Tooth enamel is the hardest substance in the human body. It creates a protective barrier on the teeth that helps ward off decay. However, enamel can wear-off over time due to a combination of factors. Culprits include frequent snacking, poor oral hygiene habits, sipping sugary drinks, and an overabundance of bacteria in the mouth. When cavities form, it creates a hole in the tooth that can lead to pain and sensitivity. Luckily, there are measures you can take for cavity prevention.
Who Is Susceptible for Cavities?
Both children and adults suffer from tooth decay. According to data published by the Centers for Disease Control and Prevention (CDC), 16.9 percent of children between ages 5 and 19 and 31.6 percent of adults between ages 20 and 44 have untreated cavities. You may be at an increased risk for tooth decay if you:
- Snack frequently between meals
- Eat sugary foods or beverages
- Have chipped or cracked teeth
- Have crooked or crowded teeth
- A personal or family history of cavities
- Have had neck or head radiation therapy
- Take medications that cause dry mouth
Oral Hygiene Habits:
Good oral hygiene habits can help prevent the formation of cavities. Brush at least twice a day with fluoride toothpaste, ideally after meals. Additionally, use floss or an interdental cleaner to clean the spaces between your teeth. The use of a mouthwash containing fluoride can also help reduce your risk of tooth decay further.

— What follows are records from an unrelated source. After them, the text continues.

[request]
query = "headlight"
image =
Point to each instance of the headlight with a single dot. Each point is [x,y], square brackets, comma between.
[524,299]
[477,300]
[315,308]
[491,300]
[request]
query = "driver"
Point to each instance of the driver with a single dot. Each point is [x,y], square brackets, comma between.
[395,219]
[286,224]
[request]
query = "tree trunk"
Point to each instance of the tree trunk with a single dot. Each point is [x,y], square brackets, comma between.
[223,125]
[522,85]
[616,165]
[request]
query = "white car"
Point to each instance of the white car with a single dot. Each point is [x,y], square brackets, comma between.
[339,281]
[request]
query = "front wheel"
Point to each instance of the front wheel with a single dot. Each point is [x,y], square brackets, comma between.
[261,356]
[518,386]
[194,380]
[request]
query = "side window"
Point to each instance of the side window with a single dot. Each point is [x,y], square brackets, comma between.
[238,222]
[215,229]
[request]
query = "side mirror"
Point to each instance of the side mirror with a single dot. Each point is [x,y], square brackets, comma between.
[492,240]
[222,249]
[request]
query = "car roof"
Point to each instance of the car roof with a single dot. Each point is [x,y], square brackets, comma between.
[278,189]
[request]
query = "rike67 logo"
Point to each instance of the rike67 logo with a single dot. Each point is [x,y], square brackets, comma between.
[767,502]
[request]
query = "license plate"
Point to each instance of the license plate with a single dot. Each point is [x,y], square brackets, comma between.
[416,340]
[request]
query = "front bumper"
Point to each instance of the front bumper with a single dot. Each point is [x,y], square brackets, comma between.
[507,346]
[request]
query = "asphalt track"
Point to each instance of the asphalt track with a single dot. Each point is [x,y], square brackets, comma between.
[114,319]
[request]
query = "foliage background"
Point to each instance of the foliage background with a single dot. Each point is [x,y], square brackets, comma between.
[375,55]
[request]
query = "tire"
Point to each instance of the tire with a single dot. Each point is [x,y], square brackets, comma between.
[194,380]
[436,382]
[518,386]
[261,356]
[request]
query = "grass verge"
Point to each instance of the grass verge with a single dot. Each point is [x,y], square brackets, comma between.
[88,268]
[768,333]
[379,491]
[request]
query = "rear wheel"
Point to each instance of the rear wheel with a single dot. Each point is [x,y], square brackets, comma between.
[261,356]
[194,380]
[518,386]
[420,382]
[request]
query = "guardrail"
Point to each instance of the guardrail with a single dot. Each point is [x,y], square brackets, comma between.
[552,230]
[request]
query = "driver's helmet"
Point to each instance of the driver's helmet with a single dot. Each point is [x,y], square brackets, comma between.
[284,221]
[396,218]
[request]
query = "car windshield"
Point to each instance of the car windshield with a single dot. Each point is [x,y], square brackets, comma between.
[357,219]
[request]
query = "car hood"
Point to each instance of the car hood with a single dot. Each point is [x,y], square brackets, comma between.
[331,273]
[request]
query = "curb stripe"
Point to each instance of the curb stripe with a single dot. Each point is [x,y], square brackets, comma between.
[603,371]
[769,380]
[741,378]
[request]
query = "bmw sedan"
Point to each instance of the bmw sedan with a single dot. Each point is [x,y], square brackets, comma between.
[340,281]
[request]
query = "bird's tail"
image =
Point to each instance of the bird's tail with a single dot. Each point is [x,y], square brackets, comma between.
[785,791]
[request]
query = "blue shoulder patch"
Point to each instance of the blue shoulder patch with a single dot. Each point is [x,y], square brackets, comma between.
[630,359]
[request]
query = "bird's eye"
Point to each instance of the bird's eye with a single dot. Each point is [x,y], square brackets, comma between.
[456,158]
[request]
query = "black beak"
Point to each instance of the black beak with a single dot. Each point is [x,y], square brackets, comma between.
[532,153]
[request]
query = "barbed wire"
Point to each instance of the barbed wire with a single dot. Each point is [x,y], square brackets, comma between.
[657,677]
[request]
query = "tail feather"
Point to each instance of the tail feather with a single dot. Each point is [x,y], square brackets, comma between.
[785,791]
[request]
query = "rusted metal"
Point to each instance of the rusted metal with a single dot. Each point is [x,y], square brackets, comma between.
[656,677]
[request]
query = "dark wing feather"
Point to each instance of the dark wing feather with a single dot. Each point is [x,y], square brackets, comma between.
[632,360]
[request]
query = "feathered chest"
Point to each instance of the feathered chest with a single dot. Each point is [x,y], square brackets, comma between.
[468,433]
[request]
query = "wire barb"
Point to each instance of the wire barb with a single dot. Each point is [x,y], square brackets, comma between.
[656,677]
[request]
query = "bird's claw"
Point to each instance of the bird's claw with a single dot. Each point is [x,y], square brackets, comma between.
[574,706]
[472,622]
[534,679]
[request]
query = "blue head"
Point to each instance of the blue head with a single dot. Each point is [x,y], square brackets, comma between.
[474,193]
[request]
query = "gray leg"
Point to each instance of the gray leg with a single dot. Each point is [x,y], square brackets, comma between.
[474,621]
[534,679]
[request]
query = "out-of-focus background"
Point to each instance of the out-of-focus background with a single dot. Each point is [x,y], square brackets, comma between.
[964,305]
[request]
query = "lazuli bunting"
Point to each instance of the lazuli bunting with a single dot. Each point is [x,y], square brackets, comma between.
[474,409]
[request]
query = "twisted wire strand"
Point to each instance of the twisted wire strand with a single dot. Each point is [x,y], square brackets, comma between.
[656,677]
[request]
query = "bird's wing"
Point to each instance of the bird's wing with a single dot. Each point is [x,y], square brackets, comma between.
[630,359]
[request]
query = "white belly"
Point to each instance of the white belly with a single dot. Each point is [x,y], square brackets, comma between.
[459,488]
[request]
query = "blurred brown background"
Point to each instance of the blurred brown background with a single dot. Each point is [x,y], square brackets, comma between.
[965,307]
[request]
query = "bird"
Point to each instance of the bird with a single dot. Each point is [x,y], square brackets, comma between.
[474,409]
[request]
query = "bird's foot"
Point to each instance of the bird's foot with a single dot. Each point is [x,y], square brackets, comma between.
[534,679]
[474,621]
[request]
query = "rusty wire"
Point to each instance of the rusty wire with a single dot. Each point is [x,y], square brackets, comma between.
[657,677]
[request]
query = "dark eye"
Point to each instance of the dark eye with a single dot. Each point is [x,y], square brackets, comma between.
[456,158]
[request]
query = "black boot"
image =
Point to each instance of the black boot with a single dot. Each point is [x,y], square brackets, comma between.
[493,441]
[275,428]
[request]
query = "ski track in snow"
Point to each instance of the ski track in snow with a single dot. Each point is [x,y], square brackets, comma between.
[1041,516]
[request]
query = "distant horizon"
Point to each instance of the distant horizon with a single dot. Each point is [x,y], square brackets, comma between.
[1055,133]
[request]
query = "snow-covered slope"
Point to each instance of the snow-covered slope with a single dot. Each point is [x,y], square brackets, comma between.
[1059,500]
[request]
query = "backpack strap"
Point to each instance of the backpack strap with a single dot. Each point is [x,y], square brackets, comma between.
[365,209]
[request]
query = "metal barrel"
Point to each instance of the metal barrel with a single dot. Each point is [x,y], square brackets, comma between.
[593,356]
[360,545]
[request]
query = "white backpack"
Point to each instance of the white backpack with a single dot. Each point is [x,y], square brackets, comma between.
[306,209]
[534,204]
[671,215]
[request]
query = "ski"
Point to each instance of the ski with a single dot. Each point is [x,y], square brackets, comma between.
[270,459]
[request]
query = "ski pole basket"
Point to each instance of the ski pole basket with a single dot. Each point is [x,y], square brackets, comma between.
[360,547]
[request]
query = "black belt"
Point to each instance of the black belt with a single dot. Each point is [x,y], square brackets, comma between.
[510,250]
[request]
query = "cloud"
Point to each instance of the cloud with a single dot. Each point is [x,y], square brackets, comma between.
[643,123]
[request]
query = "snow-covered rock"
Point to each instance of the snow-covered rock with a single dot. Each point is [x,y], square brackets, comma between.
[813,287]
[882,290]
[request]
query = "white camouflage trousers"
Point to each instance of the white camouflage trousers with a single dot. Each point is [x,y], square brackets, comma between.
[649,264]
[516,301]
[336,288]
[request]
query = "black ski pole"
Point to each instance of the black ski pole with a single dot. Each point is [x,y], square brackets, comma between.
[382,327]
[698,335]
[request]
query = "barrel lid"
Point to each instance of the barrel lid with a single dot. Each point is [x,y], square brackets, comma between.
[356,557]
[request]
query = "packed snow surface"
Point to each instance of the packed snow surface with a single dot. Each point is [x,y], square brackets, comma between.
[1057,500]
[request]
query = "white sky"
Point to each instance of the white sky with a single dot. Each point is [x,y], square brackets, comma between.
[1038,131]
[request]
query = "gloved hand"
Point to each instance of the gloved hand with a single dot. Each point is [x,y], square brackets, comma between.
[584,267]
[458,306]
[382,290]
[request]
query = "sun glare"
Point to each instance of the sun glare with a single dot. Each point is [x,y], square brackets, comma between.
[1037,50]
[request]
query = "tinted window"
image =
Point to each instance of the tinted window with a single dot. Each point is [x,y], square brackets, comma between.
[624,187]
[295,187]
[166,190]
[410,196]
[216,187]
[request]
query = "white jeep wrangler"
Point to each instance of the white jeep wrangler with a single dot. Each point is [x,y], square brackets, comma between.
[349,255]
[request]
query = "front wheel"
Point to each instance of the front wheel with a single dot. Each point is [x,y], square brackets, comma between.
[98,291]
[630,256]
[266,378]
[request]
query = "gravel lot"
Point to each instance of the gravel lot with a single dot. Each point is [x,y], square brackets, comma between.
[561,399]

What you eat and drink directly contributes to the health of your teeth. Drink plenty of water each day to help rinse away food particles and bacteria in your mouth. Most public water supplies contain fluoride which can also help reduce tooth decay. When eating or drinking anything besides water, the bacteria in the mouth create acids that can attack tooth enamel. Avoid snacking throughout the day which can be damaging to your teeth.
Food and Drinks:
There are certain foods and drinks that are known to contribute to cavities and are not good for your overall health. This includes foods and beverages that are high in carbohydrates and sugar such as cakes, candies, soda, and other sticky foods and treats. Consume these in moderation. When you do eat or drink these, brush your teeth soon after consumption.
Opt for foods that are known to increase saliva flow, such as fresh fruits and vegetables. These will help wash away food particles and other debris that contribute to cavities. Additionally, besides water, try switching to tea and unsweetened coffee as these are good alternatives to sweetened beverages like soda and juice. You can also chew sugar-free gum after meals to help boost saliva flow.
Professional Teeth Cleaning:
Your Melbourne, FL dentist can also help you keep your teeth and gums healthy. Visit your dentist at least every six months for a professional dental teeth cleaning. During your checkup, your dentist will also examine your mouth, teeth, and gums to check for signs of damage or decay.
If you are concerned about cavities, ask your dentist about dental sealants. Sealants are often recommended to school-age children. They help to seal the grooves and crannies in the teeth that collect food. This protective plastic coating can protect tooth enamel from harmful acids and plaque buildup. Dental sealants generally last for several years before they need to be replaced.
Cavity Prevention Treatments:
If you’re particularly vulnerable to tooth decay, you can also ask your dentist about fluoride treatments and antibacterial treatments. Fluoride treatments are recommended for patients who do not get sufficient fluoride through the water they drink. Special antibacterial mouth rinses may also be recommended to patients that suffer from certain health conditions that cause dry mouth or an excessive buildup of bacteria in the mouth.
Contact Your Melbourne, Florida Dentist
Tooth decay is the second most common disease in humans besides the common cold, according to the Medical Science Monitor journal. Fortunately, tooth decay is preventable by taking the proper precautions and following a healthy oral hygiene regimen.